COMPARING GLACIAL GEOLOGY AND ARCHEOLOGICAL EVIDENCE WITH ALASKA NATIVE ORAL HISTORY IN GLACIER BAY NATIONAL PARK, ALASKA: BRIDGING THE CULTURAL GAPS BETWEEN QUATERNARY GEOLOGY, ANTHROPOLOGY AND ANCIENT HUMAN OBSERVATIONS
In Little Ice Age time, the advances and coalescence of all tidewater glacier tributaries filled Glacier Bay with ice. Previous Holocene landscapes dominated by large glacial outwash plains and dune fields remain in Tlingit oral accounts of the region but have been erased by subsequent ice advance to be replaced by the present deep marine fjord.
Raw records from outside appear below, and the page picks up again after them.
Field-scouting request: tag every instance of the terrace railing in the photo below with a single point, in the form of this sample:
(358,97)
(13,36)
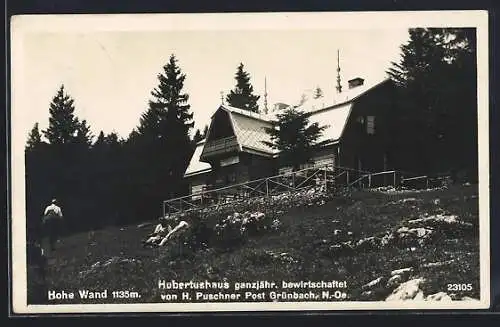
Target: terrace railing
(224,145)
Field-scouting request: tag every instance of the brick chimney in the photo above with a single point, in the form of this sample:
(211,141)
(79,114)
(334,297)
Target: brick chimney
(358,81)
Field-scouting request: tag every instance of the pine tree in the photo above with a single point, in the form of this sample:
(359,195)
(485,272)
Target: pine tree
(169,107)
(242,95)
(34,139)
(63,124)
(295,137)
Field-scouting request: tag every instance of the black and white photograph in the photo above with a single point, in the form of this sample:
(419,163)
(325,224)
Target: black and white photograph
(248,162)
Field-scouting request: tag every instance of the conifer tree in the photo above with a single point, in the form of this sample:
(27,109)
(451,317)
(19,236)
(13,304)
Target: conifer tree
(318,93)
(162,140)
(242,96)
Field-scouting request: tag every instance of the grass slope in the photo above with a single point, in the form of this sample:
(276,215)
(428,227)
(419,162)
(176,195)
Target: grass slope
(300,250)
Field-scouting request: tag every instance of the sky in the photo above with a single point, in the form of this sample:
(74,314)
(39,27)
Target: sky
(110,74)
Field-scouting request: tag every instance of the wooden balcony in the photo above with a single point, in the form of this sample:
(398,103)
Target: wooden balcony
(219,147)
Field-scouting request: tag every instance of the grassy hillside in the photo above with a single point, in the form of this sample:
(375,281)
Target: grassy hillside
(359,238)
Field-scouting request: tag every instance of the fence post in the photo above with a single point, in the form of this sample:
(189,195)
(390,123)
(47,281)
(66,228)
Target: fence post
(326,182)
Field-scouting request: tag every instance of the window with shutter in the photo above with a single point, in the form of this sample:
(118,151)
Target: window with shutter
(370,125)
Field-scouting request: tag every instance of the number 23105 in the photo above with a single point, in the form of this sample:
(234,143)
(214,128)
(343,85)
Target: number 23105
(459,287)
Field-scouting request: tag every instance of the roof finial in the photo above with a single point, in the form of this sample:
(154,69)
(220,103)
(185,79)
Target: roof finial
(265,96)
(338,87)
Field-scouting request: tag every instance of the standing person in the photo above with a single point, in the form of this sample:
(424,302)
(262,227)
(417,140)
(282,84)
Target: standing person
(52,219)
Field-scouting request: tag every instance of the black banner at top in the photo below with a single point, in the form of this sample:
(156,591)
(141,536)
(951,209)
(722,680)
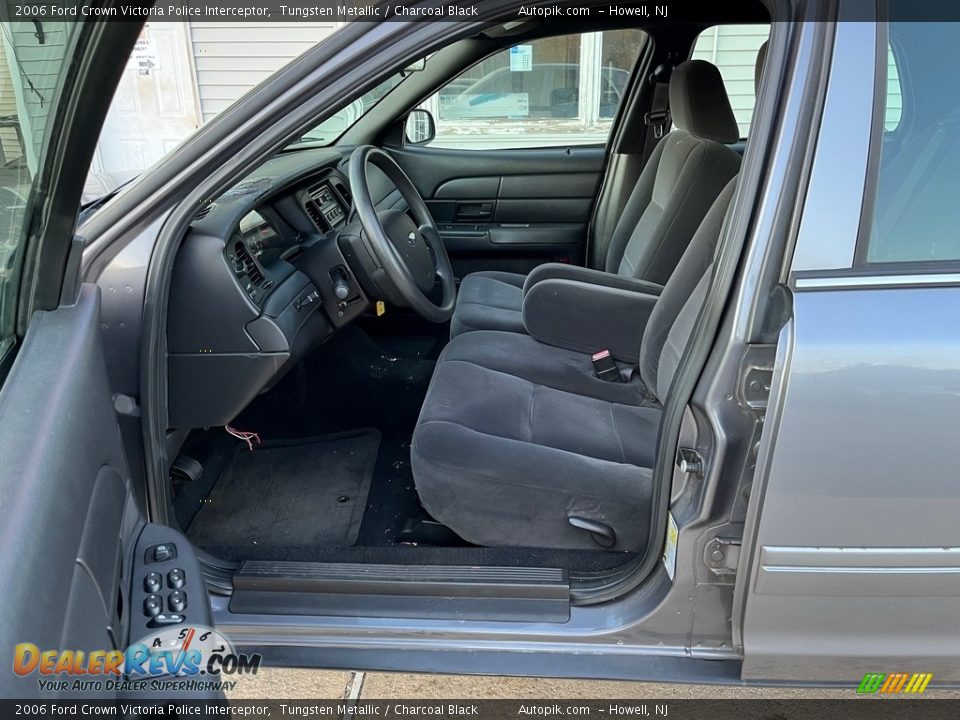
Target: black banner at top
(616,12)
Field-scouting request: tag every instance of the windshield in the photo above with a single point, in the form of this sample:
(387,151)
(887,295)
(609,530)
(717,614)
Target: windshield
(333,127)
(179,77)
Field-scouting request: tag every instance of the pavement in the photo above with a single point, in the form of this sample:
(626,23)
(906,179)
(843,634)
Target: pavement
(334,685)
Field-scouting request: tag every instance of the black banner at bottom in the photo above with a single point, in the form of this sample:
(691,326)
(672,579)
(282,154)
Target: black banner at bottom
(857,707)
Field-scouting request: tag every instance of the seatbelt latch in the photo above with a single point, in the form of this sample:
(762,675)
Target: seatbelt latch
(604,367)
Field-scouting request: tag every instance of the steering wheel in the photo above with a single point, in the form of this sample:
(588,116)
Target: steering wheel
(411,253)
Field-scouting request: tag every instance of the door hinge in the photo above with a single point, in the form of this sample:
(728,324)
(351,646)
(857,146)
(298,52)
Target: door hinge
(756,377)
(722,555)
(690,461)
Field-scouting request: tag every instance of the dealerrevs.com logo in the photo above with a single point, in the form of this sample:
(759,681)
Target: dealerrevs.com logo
(184,658)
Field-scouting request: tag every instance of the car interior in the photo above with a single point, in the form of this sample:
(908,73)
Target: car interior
(382,350)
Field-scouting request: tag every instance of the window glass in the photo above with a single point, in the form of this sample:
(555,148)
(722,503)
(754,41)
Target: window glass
(733,49)
(182,75)
(893,108)
(31,74)
(916,216)
(553,91)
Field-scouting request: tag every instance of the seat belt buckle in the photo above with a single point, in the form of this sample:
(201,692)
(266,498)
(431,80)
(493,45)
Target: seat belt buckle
(604,366)
(658,119)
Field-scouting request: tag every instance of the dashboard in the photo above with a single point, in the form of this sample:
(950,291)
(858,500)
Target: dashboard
(261,279)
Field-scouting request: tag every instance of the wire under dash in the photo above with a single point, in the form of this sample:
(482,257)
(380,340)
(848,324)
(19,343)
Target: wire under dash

Episodes of ice advances out of Glacier Bay and across Icy Straits are also recorded in Tlingit stories.
One of the aims of this study was to continue to document the available archeological and glacial geologic record around Bartlett Cove and compare it with Tlingit knowledge of the area. The obstacles to be overcome include breaking through the barriers created by the cultures of different scientific disciplines as well as Alaska Native and Euro-American knowledge of the region. By pooling the rich data collected by Tlingit elders, Quaternary geologists, archeologists and cultural anthropologists, National Park Service resource managers will be better able to build park resource data, devise management programs and propagate policies that benefit all user groups.